Excellent design. Love the black, too!


----------



## The Gopher (Aug 25, 2010)

glad you like it!

i think one of the satisfying things about posting up your own designs for others to use is that you get to see the outstanding work that others do with something that you designed. Thanks Jephroux!


----------



## Peresh (May 3, 2010)

Awesome! Love the ergonomics.


----------



## NaturalFork (Jan 21, 2010)

Ninja slingshot.


----------



## e~shot (Jun 3, 2010)

Nice design, I like the finishing


----------



## alfshooter (May 11, 2011)

Muy elegante este modelo tambien , se nota que disfrutas diseñando , un saludo desde Spain.


----------



## tubeman (Mar 7, 2011)

I think that slingshot looks stunning


----------



## mckee (Oct 28, 2010)

love it!!!


----------



## huey224 (Apr 12, 2010)

that is one awesome design my friend, nice work!


----------



## The Gopher (Aug 25, 2010)

I've modified this design a bit and find it way more comfortable. This original design had the ring finger groove too far in, the pinky finger groove too small, and the pointer and thumb grooves a bit too small as well. i also made the fork just a touch wider. All in all i think it is a lot more comfiortable now. I'll post a pattern soon.


----------



## DF in NY (Sep 8, 2011)

Very nice, I dig the black look. Yea, post the pattern for that bad boy, I want to make one!!!

DF in NY


----------



## The Gopher (Aug 25, 2010)

Here is the modified version, I made enough changes to just give it a new number. I like this version so much better than the original version that i threw a partially stared old version in the fire.
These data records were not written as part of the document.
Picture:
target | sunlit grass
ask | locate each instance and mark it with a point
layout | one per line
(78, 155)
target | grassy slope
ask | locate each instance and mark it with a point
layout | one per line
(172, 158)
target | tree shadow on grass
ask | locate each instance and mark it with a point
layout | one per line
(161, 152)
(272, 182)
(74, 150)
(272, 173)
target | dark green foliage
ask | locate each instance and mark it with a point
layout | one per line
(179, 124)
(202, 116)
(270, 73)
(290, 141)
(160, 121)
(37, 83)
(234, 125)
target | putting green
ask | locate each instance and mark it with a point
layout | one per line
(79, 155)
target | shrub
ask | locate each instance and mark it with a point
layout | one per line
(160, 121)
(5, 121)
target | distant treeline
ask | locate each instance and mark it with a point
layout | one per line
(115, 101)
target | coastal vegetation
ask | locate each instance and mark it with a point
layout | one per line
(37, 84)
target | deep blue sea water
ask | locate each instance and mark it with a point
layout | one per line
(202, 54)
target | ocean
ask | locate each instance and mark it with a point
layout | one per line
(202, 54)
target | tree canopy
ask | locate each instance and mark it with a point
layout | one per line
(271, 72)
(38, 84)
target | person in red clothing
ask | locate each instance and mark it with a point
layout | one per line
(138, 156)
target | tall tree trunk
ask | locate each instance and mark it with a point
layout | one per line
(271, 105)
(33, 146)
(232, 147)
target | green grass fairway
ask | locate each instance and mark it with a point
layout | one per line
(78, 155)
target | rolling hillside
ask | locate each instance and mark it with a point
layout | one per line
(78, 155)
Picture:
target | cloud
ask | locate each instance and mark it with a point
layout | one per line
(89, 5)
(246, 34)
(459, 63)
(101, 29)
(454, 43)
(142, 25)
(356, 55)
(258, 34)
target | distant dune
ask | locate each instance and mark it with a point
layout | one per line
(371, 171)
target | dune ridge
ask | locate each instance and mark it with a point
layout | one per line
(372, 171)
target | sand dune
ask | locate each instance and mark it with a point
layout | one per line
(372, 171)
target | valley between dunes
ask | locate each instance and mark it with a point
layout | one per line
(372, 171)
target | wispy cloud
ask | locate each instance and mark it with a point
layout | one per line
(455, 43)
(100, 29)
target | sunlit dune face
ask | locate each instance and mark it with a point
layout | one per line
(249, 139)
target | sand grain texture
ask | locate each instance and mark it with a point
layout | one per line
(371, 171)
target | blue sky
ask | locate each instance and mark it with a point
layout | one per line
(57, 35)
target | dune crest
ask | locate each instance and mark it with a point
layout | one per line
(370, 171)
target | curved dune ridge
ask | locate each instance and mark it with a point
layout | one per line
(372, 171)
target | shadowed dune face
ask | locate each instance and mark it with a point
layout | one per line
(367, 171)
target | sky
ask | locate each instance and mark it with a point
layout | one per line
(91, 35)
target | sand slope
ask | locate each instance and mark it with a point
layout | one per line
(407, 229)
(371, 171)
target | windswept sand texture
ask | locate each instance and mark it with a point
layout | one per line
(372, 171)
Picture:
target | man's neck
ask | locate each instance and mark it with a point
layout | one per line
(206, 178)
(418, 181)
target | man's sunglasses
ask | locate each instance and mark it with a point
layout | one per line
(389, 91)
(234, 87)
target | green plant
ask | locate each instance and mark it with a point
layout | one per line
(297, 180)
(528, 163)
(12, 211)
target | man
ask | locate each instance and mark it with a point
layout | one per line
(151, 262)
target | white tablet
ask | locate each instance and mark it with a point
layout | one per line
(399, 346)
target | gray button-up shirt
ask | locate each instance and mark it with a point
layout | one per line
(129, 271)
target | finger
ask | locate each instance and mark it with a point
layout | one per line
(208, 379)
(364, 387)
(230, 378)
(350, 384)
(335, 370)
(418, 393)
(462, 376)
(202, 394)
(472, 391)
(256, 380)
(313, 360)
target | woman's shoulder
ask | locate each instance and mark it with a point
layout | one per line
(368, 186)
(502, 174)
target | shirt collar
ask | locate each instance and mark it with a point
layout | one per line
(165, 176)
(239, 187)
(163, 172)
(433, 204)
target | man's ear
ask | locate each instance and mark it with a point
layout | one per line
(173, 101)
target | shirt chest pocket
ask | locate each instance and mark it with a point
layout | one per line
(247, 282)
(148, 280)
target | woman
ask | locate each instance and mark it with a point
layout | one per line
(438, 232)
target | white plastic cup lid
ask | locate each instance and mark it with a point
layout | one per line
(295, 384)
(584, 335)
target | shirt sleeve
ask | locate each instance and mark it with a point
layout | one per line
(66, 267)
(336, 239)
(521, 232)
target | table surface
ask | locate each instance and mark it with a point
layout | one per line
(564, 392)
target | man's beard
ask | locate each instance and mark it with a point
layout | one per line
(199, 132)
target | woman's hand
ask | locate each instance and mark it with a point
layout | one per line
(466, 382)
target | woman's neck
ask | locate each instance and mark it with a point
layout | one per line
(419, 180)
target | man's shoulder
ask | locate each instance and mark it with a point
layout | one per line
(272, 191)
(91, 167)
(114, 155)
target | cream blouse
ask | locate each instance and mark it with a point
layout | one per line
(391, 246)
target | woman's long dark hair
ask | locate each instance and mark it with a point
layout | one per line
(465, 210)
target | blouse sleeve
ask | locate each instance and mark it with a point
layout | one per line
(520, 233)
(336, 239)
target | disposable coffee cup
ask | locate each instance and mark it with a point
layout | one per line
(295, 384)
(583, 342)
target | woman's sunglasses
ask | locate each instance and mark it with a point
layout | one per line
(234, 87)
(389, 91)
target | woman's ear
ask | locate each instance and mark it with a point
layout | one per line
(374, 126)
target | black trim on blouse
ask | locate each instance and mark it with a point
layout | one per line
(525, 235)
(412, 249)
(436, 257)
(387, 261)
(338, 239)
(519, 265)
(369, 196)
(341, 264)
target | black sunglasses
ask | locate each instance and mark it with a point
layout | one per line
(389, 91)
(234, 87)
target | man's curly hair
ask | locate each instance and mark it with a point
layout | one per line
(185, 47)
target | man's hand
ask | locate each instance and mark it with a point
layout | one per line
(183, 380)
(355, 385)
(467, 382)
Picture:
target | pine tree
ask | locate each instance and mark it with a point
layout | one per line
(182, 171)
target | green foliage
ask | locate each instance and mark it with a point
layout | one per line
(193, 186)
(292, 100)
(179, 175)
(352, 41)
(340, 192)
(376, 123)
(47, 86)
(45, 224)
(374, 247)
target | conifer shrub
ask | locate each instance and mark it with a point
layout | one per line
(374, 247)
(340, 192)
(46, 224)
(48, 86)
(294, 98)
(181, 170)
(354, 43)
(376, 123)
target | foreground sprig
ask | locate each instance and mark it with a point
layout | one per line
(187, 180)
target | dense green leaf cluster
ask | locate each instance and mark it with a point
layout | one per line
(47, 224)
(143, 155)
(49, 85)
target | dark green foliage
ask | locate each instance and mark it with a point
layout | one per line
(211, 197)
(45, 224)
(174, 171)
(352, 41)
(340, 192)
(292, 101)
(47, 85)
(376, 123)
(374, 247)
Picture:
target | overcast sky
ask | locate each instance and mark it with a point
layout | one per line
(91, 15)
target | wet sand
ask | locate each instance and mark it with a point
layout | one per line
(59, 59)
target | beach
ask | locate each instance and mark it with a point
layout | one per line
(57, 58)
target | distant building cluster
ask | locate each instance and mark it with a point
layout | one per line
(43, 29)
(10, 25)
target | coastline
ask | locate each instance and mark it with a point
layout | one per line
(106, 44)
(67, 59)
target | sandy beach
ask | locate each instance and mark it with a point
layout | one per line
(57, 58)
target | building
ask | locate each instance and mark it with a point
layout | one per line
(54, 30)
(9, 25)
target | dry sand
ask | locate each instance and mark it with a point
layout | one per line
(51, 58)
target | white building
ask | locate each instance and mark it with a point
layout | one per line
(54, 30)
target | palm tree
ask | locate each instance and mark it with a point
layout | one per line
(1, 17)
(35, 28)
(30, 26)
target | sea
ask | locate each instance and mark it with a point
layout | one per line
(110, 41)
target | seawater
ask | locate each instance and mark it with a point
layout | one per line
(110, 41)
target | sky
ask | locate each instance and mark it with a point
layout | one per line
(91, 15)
The new one is way better.


----------



## DF in NY (Sep 8, 2011)

thanks for posting this, i like it. how do i print it the proper size? my printed copy measures about 1/4 inch under the stated two inches between the forks.

thanx
DF in NY


----------



## slingshotvibe (Sep 26, 2010)

Beastly desighn bud


----------



## The Gopher (Aug 25, 2010)

when you are printing make sure you have "Page Scaling: None" selected.


----------



## Rapier (May 28, 2011)

Nasty! It sure suits a biker I recon. Top job


----------



## Adirondack Kyle (Aug 20, 2012)

Thanks, putting this one on my to do list!!


----------



## tradspirit (Jul 23, 2012)

Excellent ergo..thanks!


----------